L'attrapeur d'ombres (Patrick Bard)


 

 

« L’attrapeur d’ombres » est un roman d’un journaliste et photographe répondant au nom de  Patrick Bard.

L’histoire est celle d’un polar sous fond de guerre en Yougoslavie dans les années 90.

Sébastien Meyer, photographe français est un jour victime d’un tir de sniper alors qu’il fait un  reportage sur la guerre dans les rues de Sarajevo.

Il frôle la mort et revient à Paris privé de son œil droit.

Il lui est alors impossible de retravailler et il sombre dans la déchéance aussi bien physique que sociale et économique.

Le conflit se règle au milieu des années 90 par les bombardements de l’OTAN mais Sébastien n’a plus qu’une seule obsession, retourner en Yougoslavie pour comprendre ce qui lui est arrivé et aussi tuer l’homme qui l’a éborgné.

Pendant 400 pages, l’auteur construit un récit solide foisonnant de nombreux personnages d’importance variable avant que tous ces fragments de vie épars convergent pour offrir les clés de l’intrigue.

Mais « L’attrapeur d’ombres » ne traite pas que de la guerre en Yougoslavie, il se veut plus global et aborde bon nombres des aspects les moins reluisants de l’âme humaine.

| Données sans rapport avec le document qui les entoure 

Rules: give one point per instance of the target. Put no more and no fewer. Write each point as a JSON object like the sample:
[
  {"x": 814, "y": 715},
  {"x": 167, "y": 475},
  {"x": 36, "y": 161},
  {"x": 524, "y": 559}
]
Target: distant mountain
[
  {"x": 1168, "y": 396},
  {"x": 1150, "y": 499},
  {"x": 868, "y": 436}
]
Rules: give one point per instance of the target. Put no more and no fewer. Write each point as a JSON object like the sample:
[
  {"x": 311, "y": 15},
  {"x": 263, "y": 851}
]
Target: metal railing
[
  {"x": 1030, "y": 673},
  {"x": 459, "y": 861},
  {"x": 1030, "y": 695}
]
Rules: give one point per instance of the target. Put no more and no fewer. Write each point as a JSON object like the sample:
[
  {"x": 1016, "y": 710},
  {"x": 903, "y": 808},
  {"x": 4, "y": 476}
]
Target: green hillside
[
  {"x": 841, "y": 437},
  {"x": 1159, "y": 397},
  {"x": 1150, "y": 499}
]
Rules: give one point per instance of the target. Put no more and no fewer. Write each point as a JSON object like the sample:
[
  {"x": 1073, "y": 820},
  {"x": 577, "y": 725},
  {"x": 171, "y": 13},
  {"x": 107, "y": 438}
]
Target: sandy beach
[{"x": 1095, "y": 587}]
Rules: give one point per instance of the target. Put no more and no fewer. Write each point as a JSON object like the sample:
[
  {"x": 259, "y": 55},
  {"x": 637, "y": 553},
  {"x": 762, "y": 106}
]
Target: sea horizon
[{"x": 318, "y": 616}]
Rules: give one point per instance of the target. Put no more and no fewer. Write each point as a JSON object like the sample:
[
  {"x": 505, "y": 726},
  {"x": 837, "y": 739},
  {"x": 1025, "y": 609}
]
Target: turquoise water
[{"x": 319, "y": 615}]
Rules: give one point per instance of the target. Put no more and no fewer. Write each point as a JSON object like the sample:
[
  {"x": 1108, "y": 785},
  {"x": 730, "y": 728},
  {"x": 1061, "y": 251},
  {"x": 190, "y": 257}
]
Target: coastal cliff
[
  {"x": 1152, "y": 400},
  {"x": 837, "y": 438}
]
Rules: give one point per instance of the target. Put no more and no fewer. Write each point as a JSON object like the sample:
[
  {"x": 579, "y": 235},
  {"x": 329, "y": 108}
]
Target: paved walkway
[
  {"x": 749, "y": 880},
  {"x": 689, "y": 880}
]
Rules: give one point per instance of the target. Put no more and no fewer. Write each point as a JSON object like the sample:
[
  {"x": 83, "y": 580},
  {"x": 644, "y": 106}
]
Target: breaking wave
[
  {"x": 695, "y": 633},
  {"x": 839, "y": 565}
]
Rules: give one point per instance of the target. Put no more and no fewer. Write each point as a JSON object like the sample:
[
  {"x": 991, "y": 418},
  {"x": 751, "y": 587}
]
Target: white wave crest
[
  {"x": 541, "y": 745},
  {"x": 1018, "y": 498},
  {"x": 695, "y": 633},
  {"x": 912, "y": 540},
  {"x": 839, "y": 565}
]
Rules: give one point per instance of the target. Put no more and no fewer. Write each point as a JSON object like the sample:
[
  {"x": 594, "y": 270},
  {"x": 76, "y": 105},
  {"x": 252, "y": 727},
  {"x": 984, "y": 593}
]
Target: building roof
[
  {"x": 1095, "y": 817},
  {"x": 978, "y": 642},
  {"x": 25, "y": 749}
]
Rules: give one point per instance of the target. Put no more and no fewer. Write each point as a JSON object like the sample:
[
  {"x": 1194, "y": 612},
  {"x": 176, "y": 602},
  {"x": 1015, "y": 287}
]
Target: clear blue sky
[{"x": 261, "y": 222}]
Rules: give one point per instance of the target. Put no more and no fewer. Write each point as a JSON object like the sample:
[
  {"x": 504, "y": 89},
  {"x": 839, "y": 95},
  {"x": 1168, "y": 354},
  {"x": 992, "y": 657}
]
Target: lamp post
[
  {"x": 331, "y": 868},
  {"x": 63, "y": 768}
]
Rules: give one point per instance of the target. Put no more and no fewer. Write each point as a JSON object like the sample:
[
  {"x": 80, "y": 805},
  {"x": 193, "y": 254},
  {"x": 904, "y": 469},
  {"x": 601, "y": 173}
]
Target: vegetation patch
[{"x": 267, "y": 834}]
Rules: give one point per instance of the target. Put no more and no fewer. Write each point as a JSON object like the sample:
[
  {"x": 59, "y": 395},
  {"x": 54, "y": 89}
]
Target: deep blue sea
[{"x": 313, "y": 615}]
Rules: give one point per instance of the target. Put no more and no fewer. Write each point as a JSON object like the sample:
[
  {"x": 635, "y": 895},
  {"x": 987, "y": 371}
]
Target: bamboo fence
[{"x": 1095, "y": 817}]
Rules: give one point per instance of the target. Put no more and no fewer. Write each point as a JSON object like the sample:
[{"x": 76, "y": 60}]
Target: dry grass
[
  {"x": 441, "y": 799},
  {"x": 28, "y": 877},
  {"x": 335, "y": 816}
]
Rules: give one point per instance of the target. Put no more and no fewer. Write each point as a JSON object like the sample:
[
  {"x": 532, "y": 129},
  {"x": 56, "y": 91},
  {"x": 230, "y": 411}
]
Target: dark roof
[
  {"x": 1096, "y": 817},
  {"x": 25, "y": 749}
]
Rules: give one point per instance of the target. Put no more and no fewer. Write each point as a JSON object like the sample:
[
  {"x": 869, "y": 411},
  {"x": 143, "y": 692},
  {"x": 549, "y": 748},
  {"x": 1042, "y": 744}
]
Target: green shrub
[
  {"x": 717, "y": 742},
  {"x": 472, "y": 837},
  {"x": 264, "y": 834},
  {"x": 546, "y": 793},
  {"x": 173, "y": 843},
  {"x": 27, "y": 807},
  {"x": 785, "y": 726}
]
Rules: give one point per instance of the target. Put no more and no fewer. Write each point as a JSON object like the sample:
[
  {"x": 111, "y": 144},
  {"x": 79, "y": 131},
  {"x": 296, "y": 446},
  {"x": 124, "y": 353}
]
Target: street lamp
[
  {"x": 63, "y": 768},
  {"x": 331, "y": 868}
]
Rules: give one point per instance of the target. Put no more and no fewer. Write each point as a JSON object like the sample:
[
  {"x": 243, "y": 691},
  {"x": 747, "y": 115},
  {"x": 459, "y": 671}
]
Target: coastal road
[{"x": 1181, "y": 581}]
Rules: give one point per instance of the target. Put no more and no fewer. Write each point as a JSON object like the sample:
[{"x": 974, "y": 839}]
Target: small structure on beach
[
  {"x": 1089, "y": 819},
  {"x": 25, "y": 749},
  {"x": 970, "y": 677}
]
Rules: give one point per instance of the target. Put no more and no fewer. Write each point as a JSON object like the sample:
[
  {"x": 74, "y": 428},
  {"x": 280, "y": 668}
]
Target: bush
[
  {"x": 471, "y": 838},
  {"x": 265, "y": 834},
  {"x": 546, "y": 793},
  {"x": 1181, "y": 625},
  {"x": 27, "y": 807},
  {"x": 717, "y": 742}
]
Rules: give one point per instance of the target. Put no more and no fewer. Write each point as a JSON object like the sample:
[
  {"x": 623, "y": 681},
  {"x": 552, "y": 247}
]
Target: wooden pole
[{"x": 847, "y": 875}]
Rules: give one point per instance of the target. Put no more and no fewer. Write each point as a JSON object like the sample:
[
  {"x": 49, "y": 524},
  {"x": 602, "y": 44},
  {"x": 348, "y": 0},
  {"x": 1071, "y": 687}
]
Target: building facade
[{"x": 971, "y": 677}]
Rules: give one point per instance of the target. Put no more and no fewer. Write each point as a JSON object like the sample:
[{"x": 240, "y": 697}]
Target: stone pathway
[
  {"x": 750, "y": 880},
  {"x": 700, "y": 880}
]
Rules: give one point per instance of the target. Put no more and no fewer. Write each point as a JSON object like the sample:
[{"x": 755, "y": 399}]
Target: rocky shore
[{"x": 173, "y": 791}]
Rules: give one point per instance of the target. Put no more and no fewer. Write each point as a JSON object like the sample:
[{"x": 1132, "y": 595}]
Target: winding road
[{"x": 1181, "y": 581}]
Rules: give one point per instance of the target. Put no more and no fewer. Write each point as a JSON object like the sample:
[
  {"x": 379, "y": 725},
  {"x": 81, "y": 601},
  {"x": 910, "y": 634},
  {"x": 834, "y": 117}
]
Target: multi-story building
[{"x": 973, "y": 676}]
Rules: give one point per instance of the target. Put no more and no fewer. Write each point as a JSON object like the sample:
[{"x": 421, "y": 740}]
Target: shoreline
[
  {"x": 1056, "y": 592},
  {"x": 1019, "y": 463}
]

Ainsi le destin des femmes africaines victimes de la guerre dans leur pays et enrôlées de force dans des filières de prostitutions jusqu’en Europe est un des thèmes centraux du roman notamment par le personnage d’Amélie, jeune centrafricaine martyre ballottée par un destin difficile.

L’Afrique donc tout comme la Yougoslavie ou finalement n’importe quel pays ravagé par la guerre, se retrouvent la cible de mafia composées d’ex mercenaires reconvertis en trafiquants d’armes ou de chair humaine.

A coté de cela, l’auteur nous dépeint quelques Occidentaux, européens ou américains riches et oisifs, cherchant à assouvir leur pulsions voyeuristes en participants à des « tours operators » les emmenant voir la mort en direct.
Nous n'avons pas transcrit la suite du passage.